By Stewart Lewis
Random House Children’s, $17.99, 289 pages
ISBN 9780385740289
If the truth were only one voice message away, would you listen to the message? You Have Seven Messages by Stewart Lewis contemplates that very question, pondering if the whole truth and nothing but the truth distorts a person’s vision of the past.
It’s been one year since Luna’s mother died in an accident along a busy New York City street. Now, feeling lonely and struggling to accept a life with her fashion model mother, Luna visits her mother’s studio and finds two valuable clues: a cuff link that is not her father’s and her mother’s cell phone, which has seven messages. Luna enlists the help of her neighbor, Oliver, and digs into the past, discovering the perfect life she’s always believed her family has may only be an illusion. Each message brings Luna one step closer to the truth about the hit and run taxi accident that left her and her young brother without a mother.
“On the way back into the city, I think of what I really knew about my mother. I knew her smell, and that she rarely cooked. I remember her big eyes, her angel laugh, her delicate hands. The way she could turn from being playful to completely serious, and how I rarely could get anything past her.”
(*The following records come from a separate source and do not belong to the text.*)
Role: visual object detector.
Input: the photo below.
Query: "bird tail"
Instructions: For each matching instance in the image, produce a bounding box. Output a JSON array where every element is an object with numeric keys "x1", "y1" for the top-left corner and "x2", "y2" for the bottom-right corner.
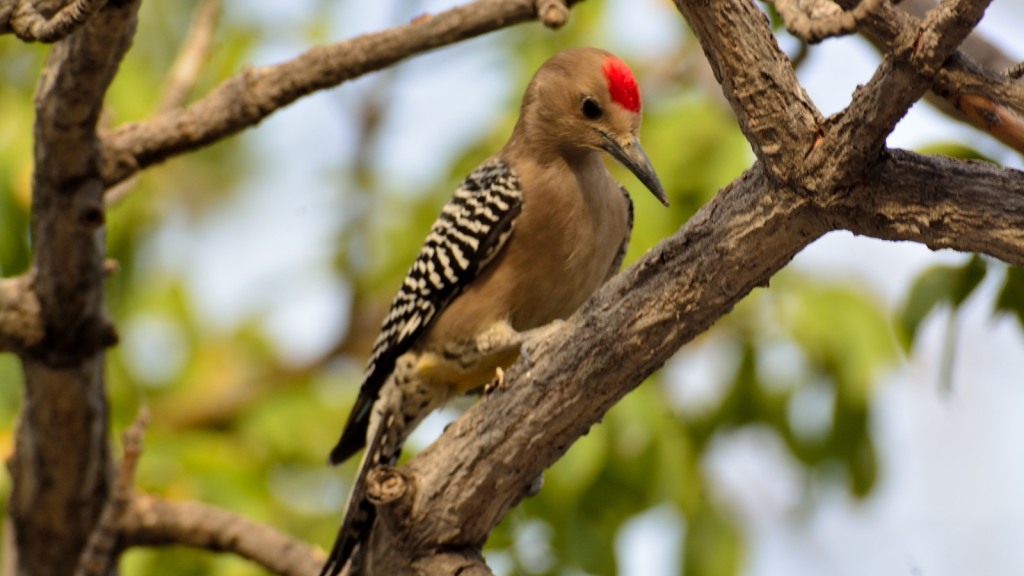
[{"x1": 321, "y1": 410, "x2": 392, "y2": 576}]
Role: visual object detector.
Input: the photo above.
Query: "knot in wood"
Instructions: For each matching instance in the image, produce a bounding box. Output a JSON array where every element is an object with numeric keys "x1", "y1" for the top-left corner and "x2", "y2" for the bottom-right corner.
[
  {"x1": 537, "y1": 0, "x2": 569, "y2": 30},
  {"x1": 367, "y1": 465, "x2": 409, "y2": 506}
]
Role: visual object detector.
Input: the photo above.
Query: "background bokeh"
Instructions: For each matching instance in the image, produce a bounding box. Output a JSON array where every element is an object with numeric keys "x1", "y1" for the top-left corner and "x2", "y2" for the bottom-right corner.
[{"x1": 0, "y1": 0, "x2": 1024, "y2": 576}]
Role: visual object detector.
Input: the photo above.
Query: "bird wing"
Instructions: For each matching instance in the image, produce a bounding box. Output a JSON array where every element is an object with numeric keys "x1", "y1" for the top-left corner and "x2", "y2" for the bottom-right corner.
[
  {"x1": 604, "y1": 184, "x2": 633, "y2": 282},
  {"x1": 330, "y1": 158, "x2": 522, "y2": 464}
]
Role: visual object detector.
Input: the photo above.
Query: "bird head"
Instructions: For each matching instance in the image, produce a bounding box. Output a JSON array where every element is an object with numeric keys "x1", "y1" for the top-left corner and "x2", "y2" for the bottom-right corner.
[{"x1": 520, "y1": 48, "x2": 669, "y2": 206}]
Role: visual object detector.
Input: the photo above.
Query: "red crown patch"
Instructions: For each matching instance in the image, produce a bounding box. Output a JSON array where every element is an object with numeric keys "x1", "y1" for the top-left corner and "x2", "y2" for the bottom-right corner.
[{"x1": 601, "y1": 56, "x2": 640, "y2": 112}]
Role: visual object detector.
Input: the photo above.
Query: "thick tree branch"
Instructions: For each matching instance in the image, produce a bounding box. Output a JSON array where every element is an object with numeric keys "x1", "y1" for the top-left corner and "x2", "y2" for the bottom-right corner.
[
  {"x1": 0, "y1": 0, "x2": 106, "y2": 43},
  {"x1": 838, "y1": 0, "x2": 1024, "y2": 153},
  {"x1": 103, "y1": 0, "x2": 223, "y2": 206},
  {"x1": 828, "y1": 150, "x2": 1024, "y2": 266},
  {"x1": 368, "y1": 164, "x2": 827, "y2": 575},
  {"x1": 96, "y1": 0, "x2": 574, "y2": 187},
  {"x1": 75, "y1": 406, "x2": 150, "y2": 576},
  {"x1": 120, "y1": 494, "x2": 326, "y2": 576},
  {"x1": 337, "y1": 0, "x2": 1024, "y2": 575},
  {"x1": 676, "y1": 0, "x2": 824, "y2": 179},
  {"x1": 9, "y1": 0, "x2": 138, "y2": 576},
  {"x1": 0, "y1": 275, "x2": 43, "y2": 353},
  {"x1": 801, "y1": 0, "x2": 990, "y2": 193},
  {"x1": 352, "y1": 142, "x2": 1024, "y2": 575}
]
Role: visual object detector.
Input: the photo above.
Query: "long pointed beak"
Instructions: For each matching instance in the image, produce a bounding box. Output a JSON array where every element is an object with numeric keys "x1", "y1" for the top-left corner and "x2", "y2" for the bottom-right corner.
[{"x1": 601, "y1": 132, "x2": 669, "y2": 206}]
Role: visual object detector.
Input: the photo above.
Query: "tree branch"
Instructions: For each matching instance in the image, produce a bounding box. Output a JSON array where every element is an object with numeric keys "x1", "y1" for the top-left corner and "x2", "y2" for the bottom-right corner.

Lewis creates a likeable bunch of characters in this novel, including some elbow-rubbing celebrity name-dropping. He poses daunting questions about truth and a parent’s obligation to shelter a child from family secrets. The young brother, Tile, captures my heart and makes me hope this family survives. The only distraction is a late-developing twist involving the father’s (unproven) fidelity. It seems out of place with this otherwise well-written novel.